After he was released, he decided that he still had no secure future in his homeland and he went to the United States to become a visiting professor at the University of California, Berkeley. He became a U.S. citizen and began making trips back to China posing as a businessman. Under this guise, he gained access to prison factories and was able to secretly photograph the conditions he found.
In 1992 Harry Wu founded the Laogai Research Foundation to gather information and raise public awareness about human rights violations in China’s prison system. Wu’s efforts to document the atrocities of the Laogai gained the attention of news media and he appeared on 60 Minutes to tell the story of the Laogai system.

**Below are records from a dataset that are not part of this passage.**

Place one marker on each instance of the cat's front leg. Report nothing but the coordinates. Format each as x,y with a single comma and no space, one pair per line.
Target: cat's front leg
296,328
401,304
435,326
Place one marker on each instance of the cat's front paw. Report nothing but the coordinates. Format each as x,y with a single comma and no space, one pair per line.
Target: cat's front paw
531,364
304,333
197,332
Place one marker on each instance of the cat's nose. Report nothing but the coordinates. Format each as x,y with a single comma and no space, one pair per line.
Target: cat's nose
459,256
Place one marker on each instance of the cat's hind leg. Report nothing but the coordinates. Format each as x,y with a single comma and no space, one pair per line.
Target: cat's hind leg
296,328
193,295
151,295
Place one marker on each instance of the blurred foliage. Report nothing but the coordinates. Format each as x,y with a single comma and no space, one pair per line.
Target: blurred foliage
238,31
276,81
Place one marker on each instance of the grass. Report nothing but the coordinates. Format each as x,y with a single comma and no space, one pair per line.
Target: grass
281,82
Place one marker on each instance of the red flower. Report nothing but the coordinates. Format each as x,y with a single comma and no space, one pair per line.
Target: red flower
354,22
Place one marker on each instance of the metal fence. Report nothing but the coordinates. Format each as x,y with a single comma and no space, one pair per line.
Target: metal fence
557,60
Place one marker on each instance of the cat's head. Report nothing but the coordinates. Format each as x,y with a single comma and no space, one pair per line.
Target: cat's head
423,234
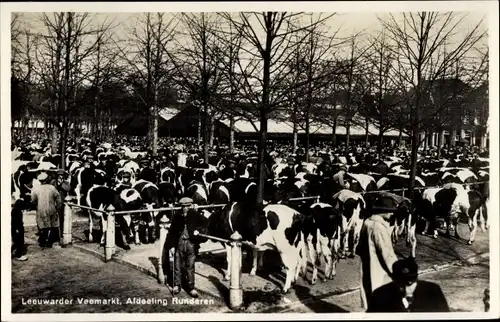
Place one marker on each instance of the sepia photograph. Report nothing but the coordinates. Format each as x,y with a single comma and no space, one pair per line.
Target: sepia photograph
264,158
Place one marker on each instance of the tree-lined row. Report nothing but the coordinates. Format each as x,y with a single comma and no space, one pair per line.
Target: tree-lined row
417,73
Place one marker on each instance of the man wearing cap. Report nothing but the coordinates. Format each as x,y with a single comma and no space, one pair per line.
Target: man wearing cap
63,187
147,172
181,237
376,252
339,178
48,204
408,294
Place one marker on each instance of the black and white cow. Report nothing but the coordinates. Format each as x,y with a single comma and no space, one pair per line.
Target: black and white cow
404,219
322,231
100,197
361,182
449,202
130,199
150,194
83,179
350,204
276,227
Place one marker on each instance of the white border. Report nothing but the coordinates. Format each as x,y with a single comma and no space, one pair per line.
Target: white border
487,7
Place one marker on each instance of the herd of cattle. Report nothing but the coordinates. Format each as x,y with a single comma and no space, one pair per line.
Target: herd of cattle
327,226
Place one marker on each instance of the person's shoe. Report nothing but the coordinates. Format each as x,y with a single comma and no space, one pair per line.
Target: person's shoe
193,293
22,258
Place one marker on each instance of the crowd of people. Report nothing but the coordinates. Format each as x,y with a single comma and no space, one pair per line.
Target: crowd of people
388,284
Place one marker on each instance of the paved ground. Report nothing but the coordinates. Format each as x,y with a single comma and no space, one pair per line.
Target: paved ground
462,282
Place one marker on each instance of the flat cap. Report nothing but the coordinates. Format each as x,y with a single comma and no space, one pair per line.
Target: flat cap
42,176
405,270
186,201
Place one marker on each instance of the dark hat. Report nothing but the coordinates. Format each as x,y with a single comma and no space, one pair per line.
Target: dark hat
186,201
405,270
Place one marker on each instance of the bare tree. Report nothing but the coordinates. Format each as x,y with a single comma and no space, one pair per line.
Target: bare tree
57,65
385,94
146,54
418,37
267,46
196,66
352,84
319,46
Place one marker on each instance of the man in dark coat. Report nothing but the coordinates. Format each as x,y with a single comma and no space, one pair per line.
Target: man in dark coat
408,294
17,230
181,237
48,204
147,172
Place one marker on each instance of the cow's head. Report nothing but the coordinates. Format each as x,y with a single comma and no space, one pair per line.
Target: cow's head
293,233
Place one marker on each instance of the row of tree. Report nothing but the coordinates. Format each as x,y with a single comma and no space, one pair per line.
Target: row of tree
416,74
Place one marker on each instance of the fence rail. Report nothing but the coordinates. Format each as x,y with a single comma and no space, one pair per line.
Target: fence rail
235,242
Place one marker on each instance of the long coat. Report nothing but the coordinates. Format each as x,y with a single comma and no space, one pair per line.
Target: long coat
377,256
427,297
193,221
48,204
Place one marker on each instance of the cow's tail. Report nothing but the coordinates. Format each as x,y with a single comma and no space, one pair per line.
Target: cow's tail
303,257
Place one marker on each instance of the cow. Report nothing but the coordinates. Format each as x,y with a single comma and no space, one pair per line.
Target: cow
83,179
449,202
322,232
99,197
361,182
150,195
276,227
350,204
404,219
130,199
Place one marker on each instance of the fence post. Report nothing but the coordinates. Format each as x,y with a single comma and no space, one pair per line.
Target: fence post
164,222
67,222
110,233
235,290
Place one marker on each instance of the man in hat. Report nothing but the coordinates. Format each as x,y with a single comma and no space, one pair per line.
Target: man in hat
17,229
147,172
181,237
408,294
339,179
376,252
48,205
63,186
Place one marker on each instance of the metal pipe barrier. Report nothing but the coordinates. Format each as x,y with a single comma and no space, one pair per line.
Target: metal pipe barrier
235,287
166,209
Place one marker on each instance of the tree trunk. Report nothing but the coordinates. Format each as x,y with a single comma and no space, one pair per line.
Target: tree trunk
306,145
55,133
199,125
231,134
206,130
261,157
380,143
348,134
212,132
153,129
400,137
367,133
453,134
414,157
62,144
295,137
440,143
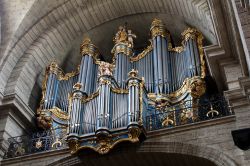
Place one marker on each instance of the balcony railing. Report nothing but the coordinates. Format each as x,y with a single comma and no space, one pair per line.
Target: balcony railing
213,108
37,142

Because of his endless efforts, the Oxford English Dictionary added the word “laogai” in 2003. In 2008, he founded the Laogai Museum in Washington, DC to serve as a repository for evidence of Laogai abuses and further bring it to the world’s attention.
Harry Wu died in 2016. Since Mr. Wu’s unfortunate death, the LRF has reconstituted leadership. Now the LRF board includes scholars and human rights activists who are all working as volunteers.